I’ve also noticed that I’ve been giving better advice to others. Maybe this is because I’m seeing to my own problems first–and I wasn’t doing that before. I think it’s also because I try to wait until someone asks for advice before giving it. Otherwise, are they really ready?
This is particularly relevant among female friendships. Going back to the Coelho quote, I’m glad I learned to usually tend to my own plants before criticizing someone else’s garden.
It’s still a work in progress for me, but having taken a step back, I notice how frequently this happens in friendships between women. I think it’s one thing to have an opinion; another to over-advise.
When I get offended at the unsolicited advice of another, further contemplation usually reveals that her own criticism is due to her poor handling of a similar situation. In the age of social media, all of this has become painfully obvious, and has given me yet another reason to check myself when I want to respond to passive aggressive comments in an aggressive manner.

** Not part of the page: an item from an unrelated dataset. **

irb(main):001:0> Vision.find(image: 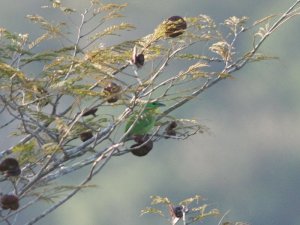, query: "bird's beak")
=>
[157,102,166,107]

While I won’t let someone trash talk me on my wall or on a group, there’s something to be said for handling such comments with dignity. I have no problem just explaining my process, desires, and experiences in my own ‘garden’ or life–and feel like that kind of honesty is usually the best response to others–especially when it involves saving personal or professional face in front of others in a social setting.
Do you think women have more of a problem than men when it comes to the ‘gardening’ issue?